Validation catches errors and surfaces additional knowledge.
Step 5: Operationalize
Transform documented knowledge into working analytics:
- Encode definitions in the semantic layer
- Implement rules in data transformations
- Configure AI systems to query knowledge bases
- Create feedback loops for continuous updates
The Codd AI Platform enables this operationalization - connecting captured knowledge directly to analytics systems so it actively informs every query.
Capture Techniques
Knowledge Engineering Sessions
Structured workshops where facilitators guide experts through their domain:
- Process mapping: Draw how things flow
- Decision trees: Map how choices are made
- Scenario walkthroughs: Work through examples
- Exception cataloging: List what makes cases unusual
Passive Capture
Extract knowledge from existing communications:
- Meeting recordings and transcripts
- Slack conversations about data questions
- Email threads explaining metric discrepancies
- Support tickets about analytics confusion
AI can analyze these sources to suggest knowledge that needs formal documentation.
Shadowing
Follow experts through their work:
- What dashboards do they check first?
- What calculations do they perform manually?

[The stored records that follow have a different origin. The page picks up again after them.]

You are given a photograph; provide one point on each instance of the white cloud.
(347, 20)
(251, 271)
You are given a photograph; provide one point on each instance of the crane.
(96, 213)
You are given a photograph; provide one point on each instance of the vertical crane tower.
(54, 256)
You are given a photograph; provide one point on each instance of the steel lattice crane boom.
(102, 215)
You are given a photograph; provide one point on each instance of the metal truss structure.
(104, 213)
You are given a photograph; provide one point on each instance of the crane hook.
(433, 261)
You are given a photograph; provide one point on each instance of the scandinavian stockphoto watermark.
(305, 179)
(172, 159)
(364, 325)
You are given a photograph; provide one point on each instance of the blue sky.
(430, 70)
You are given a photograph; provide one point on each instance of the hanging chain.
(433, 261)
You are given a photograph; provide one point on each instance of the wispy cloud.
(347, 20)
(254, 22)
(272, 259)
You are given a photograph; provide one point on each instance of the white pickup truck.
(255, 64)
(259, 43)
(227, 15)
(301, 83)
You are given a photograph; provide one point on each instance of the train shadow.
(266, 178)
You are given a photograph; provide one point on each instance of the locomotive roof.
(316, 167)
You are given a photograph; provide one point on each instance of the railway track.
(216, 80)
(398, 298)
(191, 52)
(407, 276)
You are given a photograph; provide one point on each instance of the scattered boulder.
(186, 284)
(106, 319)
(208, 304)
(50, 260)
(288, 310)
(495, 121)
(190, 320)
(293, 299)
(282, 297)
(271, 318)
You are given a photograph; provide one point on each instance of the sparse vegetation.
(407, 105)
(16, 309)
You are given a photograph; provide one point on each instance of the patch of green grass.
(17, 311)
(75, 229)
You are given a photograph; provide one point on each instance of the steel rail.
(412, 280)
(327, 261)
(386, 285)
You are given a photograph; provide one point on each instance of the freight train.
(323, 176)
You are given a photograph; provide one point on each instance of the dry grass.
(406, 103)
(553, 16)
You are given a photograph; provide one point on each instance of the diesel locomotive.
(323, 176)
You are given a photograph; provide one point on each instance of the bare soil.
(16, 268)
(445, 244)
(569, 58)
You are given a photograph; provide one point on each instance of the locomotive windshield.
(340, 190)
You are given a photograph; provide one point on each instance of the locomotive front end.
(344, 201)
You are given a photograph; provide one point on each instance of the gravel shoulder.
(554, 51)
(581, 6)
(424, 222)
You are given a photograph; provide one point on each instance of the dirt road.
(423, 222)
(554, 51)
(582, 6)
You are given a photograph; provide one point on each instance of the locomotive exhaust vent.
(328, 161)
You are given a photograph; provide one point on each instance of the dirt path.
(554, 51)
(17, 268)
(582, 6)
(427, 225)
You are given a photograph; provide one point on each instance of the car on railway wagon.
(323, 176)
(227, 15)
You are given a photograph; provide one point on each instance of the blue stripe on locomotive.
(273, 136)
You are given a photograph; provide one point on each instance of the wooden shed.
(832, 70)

- What do they verify before sharing data?
- What context do they add to reports?
Retrospective Analysis
Review past analytics projects:
- What questions required expert consultation?
- What misunderstandings occurred?
- What context was missing initially?
- What tribal knowledge saved the project?

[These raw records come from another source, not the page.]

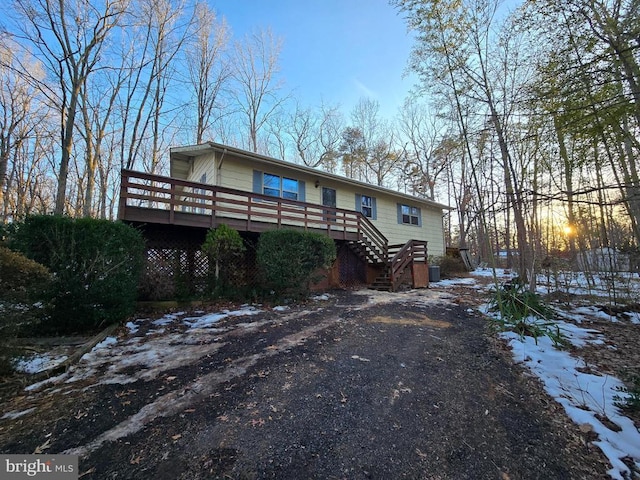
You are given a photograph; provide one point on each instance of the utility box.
(434, 273)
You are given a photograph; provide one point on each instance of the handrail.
(410, 252)
(146, 190)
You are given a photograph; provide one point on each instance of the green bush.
(224, 248)
(96, 264)
(22, 282)
(524, 312)
(288, 259)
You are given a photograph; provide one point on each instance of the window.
(409, 215)
(277, 186)
(366, 205)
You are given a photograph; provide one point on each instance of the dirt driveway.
(362, 385)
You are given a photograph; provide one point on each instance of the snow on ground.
(38, 363)
(587, 398)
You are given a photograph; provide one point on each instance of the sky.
(336, 51)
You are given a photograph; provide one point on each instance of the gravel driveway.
(360, 385)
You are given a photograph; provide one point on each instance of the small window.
(367, 206)
(409, 215)
(271, 185)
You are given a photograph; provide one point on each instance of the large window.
(409, 215)
(283, 187)
(367, 206)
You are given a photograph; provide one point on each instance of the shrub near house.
(289, 258)
(96, 266)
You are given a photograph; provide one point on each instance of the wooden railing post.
(172, 202)
(124, 184)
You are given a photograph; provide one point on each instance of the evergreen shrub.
(96, 266)
(289, 259)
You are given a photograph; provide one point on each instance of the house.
(382, 235)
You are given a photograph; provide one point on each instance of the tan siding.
(237, 173)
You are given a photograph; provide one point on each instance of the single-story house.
(387, 231)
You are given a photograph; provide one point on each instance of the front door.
(329, 200)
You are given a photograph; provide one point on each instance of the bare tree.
(255, 74)
(380, 159)
(209, 67)
(67, 37)
(160, 29)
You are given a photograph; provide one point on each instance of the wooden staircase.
(372, 247)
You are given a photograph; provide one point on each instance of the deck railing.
(155, 198)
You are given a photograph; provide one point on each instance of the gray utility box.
(434, 273)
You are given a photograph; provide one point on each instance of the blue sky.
(333, 50)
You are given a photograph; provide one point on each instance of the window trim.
(360, 205)
(413, 213)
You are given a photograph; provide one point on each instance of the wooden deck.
(155, 200)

Maintaining Captured Knowledge
Ownership Assignment
Every piece of knowledge needs an owner responsible for:
- Accuracy verification
- Timely updates
- Conflict resolution
- Stakeholder communication
Change Triggers
Establish events that trigger knowledge review:
- Business process changes
- System implementations
- Organizational restructuring
- Metric discrepancy investigations
Continuous Capture
Build capture into ongoing operations:
- Document decisions as they're made
- Record the "why" behind changes
- Capture expert explanations in searchable formats
- Create feedback mechanisms for knowledge gaps
Measuring Capture Effectiveness
Coverage Metrics
- Percentage of key metrics with documented definitions
- Percentage of business processes with captured procedures
- Percentage of experts whose knowledge is documented
Quality Metrics
- Expert validation rate for captured knowledge
- Accuracy of knowledge-based query results
- Reduction in "ask Sarah" requests
Impact Metrics
- Time to onboard new analysts
- Accuracy of AI-generated analytics
- Reduction in cross-team definition conflicts
Common Challenges
Expert Time Constraints
Solution: Minimize expert effort through passive capture, AI-assisted drafting, and validation-focused workflows rather than creation-focused ones.
Knowledge Decay
Solution: Establish regular review cycles and integrate knowledge validation into existing processes like quarterly business reviews.

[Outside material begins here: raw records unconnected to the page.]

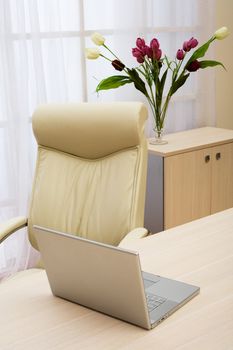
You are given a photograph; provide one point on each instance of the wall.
(224, 53)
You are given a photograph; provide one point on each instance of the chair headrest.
(90, 130)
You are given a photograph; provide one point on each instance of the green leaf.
(113, 82)
(162, 83)
(208, 63)
(138, 82)
(200, 52)
(178, 83)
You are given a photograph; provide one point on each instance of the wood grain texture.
(222, 177)
(187, 187)
(199, 252)
(192, 139)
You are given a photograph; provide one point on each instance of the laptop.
(108, 279)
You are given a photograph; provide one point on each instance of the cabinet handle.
(207, 158)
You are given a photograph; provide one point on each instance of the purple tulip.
(154, 44)
(157, 54)
(190, 44)
(193, 66)
(118, 65)
(140, 43)
(139, 54)
(180, 54)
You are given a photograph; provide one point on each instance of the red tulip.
(118, 65)
(140, 43)
(193, 66)
(180, 54)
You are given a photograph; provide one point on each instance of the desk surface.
(192, 139)
(200, 252)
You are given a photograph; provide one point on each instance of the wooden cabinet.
(190, 177)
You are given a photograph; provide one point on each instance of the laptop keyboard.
(154, 301)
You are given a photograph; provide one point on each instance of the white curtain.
(42, 60)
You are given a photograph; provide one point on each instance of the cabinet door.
(222, 177)
(187, 186)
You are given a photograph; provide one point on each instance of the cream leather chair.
(90, 176)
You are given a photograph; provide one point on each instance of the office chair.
(90, 176)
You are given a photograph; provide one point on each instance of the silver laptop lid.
(102, 277)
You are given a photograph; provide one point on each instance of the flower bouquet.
(151, 75)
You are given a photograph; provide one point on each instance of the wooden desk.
(200, 252)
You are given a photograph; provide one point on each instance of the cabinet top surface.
(193, 139)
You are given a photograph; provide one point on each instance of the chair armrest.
(137, 233)
(11, 225)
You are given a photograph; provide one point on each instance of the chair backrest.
(90, 176)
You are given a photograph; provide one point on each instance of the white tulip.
(221, 33)
(92, 53)
(98, 39)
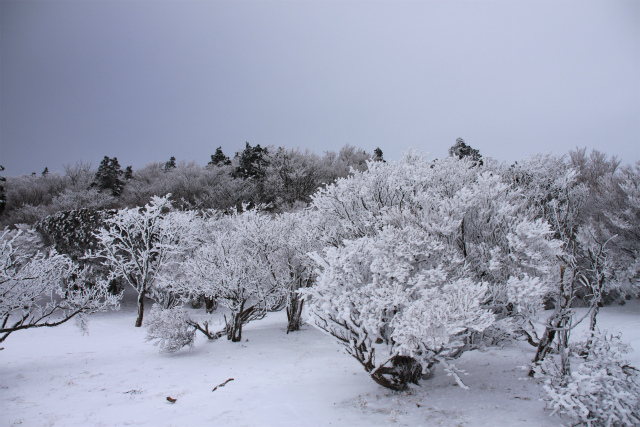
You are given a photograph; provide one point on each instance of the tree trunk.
(404, 370)
(141, 296)
(294, 312)
(210, 304)
(559, 320)
(234, 327)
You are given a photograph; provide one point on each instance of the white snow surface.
(112, 377)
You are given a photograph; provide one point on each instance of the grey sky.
(147, 80)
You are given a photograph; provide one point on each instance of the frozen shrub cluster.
(603, 391)
(170, 328)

Tacit vs. Explicit Knowledge
Solution: Accept that some knowledge resists documentation. Focus on capturing enough context that others can make informed judgments, even if they can't replicate expert intuition exactly.
Political Sensitivity
Solution: Frame capture as knowledge preservation, not expert replacement. Emphasize that documented knowledge makes experts more valuable, not less.
The Knowledge-Powered Organization
Organizations that systematically capture domain knowledge build compounding advantages. Each captured piece of knowledge makes analytics more accurate, AI more reliable, and decision-making faster. Over time, this creates an institutional memory that persists beyond any individual - a collective intelligence encoded in systems rather than trapped in heads.
The investment in domain knowledge capture pays dividends in every analysis, every AI query, and every business decision informed by data.
Questions
Use passive capture methods - record meetings, analyze Slack conversations, review email threads, and observe how experts answer questions. Then synthesize this into structured documentation they can validate rather than write from scratch. Five minutes of expert review is more realistic than five hours of expert writing.